Once you have made your pitch to your favorite websites, it is time to hit the job boards. A simple Google search will reveal dozens. Find the ones that are most reputable, and start sending in proposals. Don’t forget to include samples with every proposal. People aren’t really interested in what you tell them you can do. You need to be able to show them. Be prepared for rejection. It can often take a while to get your first paid article, and that might be at a ridiculously low rate. Don’t be discouraged. Virtually every writer has had to pay these dues before they were able to establish themselves. Once you have an accepted article, and your client is happy with your work, politely ask if they would be willing to write a short recommendation or leave a positive review on your blog. These recommendations and reviews go a long way in helping you appear more legitimate to future clients.

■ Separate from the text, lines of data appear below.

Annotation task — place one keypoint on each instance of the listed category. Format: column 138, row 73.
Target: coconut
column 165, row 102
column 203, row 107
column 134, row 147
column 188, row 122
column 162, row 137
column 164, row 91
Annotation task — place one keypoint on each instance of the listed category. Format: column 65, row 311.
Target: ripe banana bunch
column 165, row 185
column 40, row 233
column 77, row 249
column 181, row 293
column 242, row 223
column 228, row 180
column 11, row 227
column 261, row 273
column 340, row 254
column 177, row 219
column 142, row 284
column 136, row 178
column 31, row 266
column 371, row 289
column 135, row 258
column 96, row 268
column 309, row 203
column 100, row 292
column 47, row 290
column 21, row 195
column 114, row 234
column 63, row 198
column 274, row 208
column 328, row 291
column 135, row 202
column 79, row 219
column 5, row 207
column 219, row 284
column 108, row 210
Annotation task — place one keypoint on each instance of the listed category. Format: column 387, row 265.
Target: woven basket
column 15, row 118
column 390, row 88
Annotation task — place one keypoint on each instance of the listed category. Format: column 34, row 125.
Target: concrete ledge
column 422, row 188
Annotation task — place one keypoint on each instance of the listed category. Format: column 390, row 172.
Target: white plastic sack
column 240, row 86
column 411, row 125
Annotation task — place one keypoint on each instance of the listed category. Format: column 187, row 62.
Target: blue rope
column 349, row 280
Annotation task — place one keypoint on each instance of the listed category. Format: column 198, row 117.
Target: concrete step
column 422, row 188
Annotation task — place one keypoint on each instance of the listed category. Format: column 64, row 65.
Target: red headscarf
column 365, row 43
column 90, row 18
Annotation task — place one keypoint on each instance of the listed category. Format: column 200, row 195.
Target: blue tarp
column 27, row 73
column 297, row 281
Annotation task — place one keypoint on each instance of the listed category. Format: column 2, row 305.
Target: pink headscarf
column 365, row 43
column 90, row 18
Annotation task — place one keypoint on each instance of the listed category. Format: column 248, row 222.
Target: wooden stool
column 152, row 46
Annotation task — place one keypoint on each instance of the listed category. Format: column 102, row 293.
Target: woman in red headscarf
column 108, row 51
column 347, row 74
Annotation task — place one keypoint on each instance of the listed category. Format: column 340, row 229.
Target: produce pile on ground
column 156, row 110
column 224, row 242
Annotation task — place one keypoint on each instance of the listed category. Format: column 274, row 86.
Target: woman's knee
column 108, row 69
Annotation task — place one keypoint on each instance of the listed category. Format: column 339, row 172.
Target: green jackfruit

Keep writing as it helps you to continue to hone your craft. Keep updating and polishing your portfolio. Use every rejection as a learning tool. If possible, ask for specific feedback on your writing. Although rejection stings, it is a great opportunity to improve your writing. When a client is thoughtful enough to provide you honest feedback, put your pride aside and take a hard look at what they are saying. Even if they do not want it re-submitted make the edits and corrections they suggested. This will help you understand more about what clients are looking for. Once you have a slew of published pieces and a portfolio that shines, then do some research on the top-paying publications in your niche. Start making your pitches there. Always be professional, polite and persistent. Eventually, you will land the opportunity to write for a website that pays significant money. Once you have that in your portfolio along with a positive endorsement from the editor, you will find that getting decent-paying writing jobs will come much easier. Learn from your mistakes and celebrate your victories.